6. Set Boundaries: It’s Okay to Say No
It is absolutely okay to say no. I remember when I first started caring for my mom, I felt an overwhelming compulsion to do absolutely anything and everything she needed and wanted. And I understand that when you’re caring for someone with cognitive decline, they may not always understand your limitations. But you know your limits, and it’s essential to communicate them when you can and to stand by them regardless. Just like with children or pets who might not grasp why you do what you do, you need to stand your ground when it comes to your own needs. This isn’t selfish; it’s an act of self-preservation.
7. Engage in Activities You Enjoy: Nurturing Your Spirit
Even if it feels like there’s absolutely no time – and I know that’s often the reality – please try to carve out even small moments for hobbies or activities that bring you joy. There are many things you might be able to do while still providing care, like listening to music or watching a show together. Or during those short breaks, maybe a little gardening or a quick craft project? You can often scale down the things you love to fit your current situation. If you’re mostly housebound, try container gardening. If you love to paint but can’t manage a full setup, try watercolor brush pens. If you need to be able to listen but music can be distracting, try a single earbud or reserve music for specific breaks. If you love to read but need to keep a visual watch, try an audiobook. Whatever it is, make sure you keep embracing the things that light you up. That positive energy will help you show up as your best self and recover from the inevitable challenges.

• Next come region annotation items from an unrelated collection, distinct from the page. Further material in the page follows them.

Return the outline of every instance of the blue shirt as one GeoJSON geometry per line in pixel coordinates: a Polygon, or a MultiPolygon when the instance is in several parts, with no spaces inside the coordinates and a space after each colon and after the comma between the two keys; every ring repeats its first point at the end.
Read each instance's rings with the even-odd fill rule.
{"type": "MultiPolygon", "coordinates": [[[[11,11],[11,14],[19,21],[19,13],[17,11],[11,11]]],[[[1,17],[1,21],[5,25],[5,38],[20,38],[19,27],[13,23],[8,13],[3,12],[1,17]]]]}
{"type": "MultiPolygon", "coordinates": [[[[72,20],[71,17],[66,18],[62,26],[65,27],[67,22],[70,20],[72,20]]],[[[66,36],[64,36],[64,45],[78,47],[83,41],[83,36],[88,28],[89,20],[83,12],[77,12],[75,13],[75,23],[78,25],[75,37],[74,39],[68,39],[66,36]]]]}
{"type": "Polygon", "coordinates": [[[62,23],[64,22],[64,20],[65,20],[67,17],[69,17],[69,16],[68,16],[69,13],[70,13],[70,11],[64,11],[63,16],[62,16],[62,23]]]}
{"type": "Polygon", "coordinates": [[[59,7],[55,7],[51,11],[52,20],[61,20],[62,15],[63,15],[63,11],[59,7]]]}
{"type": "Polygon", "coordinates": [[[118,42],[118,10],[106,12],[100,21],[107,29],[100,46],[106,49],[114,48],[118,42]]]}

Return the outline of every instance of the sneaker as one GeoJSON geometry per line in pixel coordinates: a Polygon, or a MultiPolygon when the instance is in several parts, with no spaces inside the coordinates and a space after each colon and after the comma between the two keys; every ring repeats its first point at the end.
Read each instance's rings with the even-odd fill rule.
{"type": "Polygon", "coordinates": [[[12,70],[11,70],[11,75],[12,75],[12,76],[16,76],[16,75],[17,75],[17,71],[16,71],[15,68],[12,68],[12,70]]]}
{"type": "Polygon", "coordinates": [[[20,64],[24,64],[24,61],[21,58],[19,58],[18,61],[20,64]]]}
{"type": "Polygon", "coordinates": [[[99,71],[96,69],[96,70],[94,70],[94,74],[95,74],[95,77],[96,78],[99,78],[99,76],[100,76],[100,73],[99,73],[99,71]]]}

If many of these suggestions sound a lot like self-care, you are absolutely right. And I will readily admit that self-care has its limits. It’s not a magic cure for burnout either but it absolutely has its place in helping to soothe and energize you, and in reminding you of your inherent worthiness of care. If you’d like to explore more self-care ideas, I highly recommend listening to episode 146, a roundup where I summarized 10 previous episodes filled with simple, actionable self-care strategies. You can also find the dedicated self-care playlist on the PODCAST page of my website.
As we wrap up today, I want to emphatically state that caring for yourself is not a luxury, especially when you are a caregiver; it is an absolute necessity. Let’s be honest, it’s a tough – and sometimes seemingly impossible – situation, and it’s so important to acknowledge and appreciate all that you do. When you prioritize your own well-being, you will be better equipped to care for others, but please remember that you also deserve to feel healthy, supported, and fulfilled, both as a caregiver and as the incredible individual you are. You simply cannot pour from an empty cup, and you are absolutely worthy of having a full one, regardless of your caregiving role.